Kami urang Kanekes patuh ka nagara jeung patuh ka pamimpin. Salah sahiji buktina masyarakat Kanekes urang Baduy katelahna, saban tahun Agustusan ilu biung datang kumpul ka tempat upacara anu sok di ayakeun di terminal Ciboleger.” (Kami warga Kanekes taat kepada negara jeung pamimpin nagara. Salah satu buktinya warga Kanekes setiap tahun datang berkumpul dan baur dengan masyarakat lain untuk melakukan Upacara peringatan Hari Ulang Tahun Republik Indonesia di Terminal Ciboleger).

Demikian diutarakan oleh salah seorang warga Baduy luar yang berdomisili di Kampung Kaduketug seperti dikemukakan Bapak Usep Suhendar, SPd.,MSi. Kepala SDN II Bojong Menteng kampung Ciboleger Kecamatan Leuwi Damar Kabupaten Lebak. Salah satu sekolah yang paling dekat dengan warga Kanekes Baduy luar.

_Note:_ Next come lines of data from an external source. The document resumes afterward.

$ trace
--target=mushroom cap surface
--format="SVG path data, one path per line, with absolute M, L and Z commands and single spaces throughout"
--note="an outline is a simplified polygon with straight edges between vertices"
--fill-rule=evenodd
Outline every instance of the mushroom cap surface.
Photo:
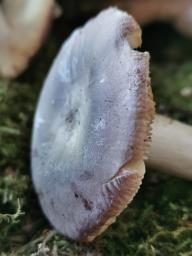
M 72 33 L 45 81 L 33 182 L 51 224 L 73 240 L 104 231 L 141 184 L 154 104 L 140 44 L 135 20 L 109 8 Z

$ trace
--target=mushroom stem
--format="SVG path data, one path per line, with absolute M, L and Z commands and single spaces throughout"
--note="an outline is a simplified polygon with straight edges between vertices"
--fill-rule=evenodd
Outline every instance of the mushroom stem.
M 192 180 L 192 127 L 157 115 L 147 164 Z

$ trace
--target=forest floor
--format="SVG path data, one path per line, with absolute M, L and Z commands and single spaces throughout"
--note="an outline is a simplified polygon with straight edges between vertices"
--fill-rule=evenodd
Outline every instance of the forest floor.
M 0 256 L 192 256 L 192 183 L 147 170 L 117 221 L 92 244 L 56 234 L 39 207 L 30 174 L 30 140 L 39 92 L 61 43 L 80 23 L 53 25 L 29 69 L 0 79 Z M 192 124 L 192 38 L 166 24 L 144 28 L 157 111 Z

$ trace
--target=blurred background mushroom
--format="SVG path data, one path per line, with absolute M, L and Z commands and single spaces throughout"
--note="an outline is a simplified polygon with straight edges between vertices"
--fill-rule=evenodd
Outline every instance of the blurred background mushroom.
M 1 1 L 0 76 L 14 78 L 28 67 L 58 14 L 54 0 Z
M 173 24 L 181 33 L 192 36 L 191 0 L 105 0 L 65 1 L 64 15 L 73 19 L 97 13 L 109 6 L 118 6 L 129 12 L 140 25 L 154 21 Z

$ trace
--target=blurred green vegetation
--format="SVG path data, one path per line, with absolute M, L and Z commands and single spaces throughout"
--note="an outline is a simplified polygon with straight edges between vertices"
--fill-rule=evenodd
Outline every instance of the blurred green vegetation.
M 0 256 L 192 256 L 191 182 L 155 171 L 117 222 L 88 246 L 50 231 L 42 215 L 30 177 L 32 120 L 49 66 L 77 24 L 64 30 L 58 20 L 30 68 L 16 80 L 0 80 Z M 143 38 L 157 110 L 192 124 L 192 39 L 166 24 L 145 28 Z

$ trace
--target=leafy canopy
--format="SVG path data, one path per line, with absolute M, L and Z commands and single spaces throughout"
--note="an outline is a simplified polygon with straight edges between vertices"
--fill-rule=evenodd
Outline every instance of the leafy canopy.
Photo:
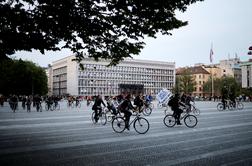
M 144 37 L 171 35 L 187 25 L 175 11 L 197 1 L 202 0 L 0 0 L 0 58 L 68 48 L 77 60 L 87 55 L 117 64 L 139 54 Z

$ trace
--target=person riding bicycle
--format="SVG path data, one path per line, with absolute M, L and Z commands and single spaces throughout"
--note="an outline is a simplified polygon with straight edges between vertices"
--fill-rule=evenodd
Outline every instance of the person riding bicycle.
M 114 105 L 114 99 L 112 97 L 108 97 L 108 99 L 107 99 L 107 108 L 109 109 L 109 111 L 112 111 L 112 114 L 114 114 L 114 115 L 117 114 L 117 110 Z
M 179 106 L 183 105 L 183 104 L 179 101 L 179 95 L 175 94 L 175 96 L 171 97 L 171 99 L 168 102 L 168 105 L 173 110 L 173 115 L 174 115 L 174 118 L 176 119 L 177 125 L 181 125 L 181 123 L 180 123 L 180 115 L 183 112 L 183 110 L 181 110 L 179 108 Z
M 129 130 L 129 121 L 130 121 L 130 116 L 132 115 L 131 109 L 135 109 L 135 107 L 131 103 L 131 95 L 128 94 L 125 97 L 125 100 L 120 104 L 120 110 L 122 113 L 124 113 L 125 117 L 125 128 Z
M 101 114 L 101 111 L 102 111 L 101 104 L 103 104 L 103 106 L 106 107 L 105 103 L 102 100 L 102 97 L 100 95 L 98 95 L 96 97 L 94 105 L 92 107 L 92 110 L 94 110 L 94 112 L 95 112 L 95 116 L 94 116 L 95 122 L 98 122 L 99 114 Z
M 144 104 L 143 96 L 140 93 L 139 95 L 137 95 L 135 97 L 135 99 L 134 99 L 134 105 L 137 107 L 138 111 L 141 112 L 143 104 Z

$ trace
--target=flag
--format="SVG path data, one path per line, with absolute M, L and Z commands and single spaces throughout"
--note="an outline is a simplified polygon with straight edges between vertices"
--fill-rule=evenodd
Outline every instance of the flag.
M 210 50 L 210 62 L 211 63 L 213 62 L 213 47 L 211 47 L 211 50 Z

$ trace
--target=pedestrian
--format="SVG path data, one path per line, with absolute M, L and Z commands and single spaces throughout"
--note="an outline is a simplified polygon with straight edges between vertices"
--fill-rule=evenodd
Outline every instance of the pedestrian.
M 31 112 L 31 103 L 32 103 L 31 96 L 28 96 L 27 100 L 26 100 L 26 109 L 27 109 L 27 112 Z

“Kami ngarasa bungah kusabab lain ngan upacara naekeun bandera doang tapi sok loba tongtonan hiburan. Pokona rame. Sok aya tanding balap karung, pagancang gancang mawa kaneker (gundu) pikeun barudak laleutik. Anu leuwih sugema deui biasana loba hakaneun anu ngareunah jeung loba piliheun,” lanjutnya. (Kami merasa bersuka cita, karena bukan sekedar mengikuti upacara, tetapi juga banyak tontonan dan hiburan. Pokoknya meriah. Ada pertandingan balap karung, pertandingan membawa kaneker (dadu). Juga tersedia aneka ragam makanan yang enak enak).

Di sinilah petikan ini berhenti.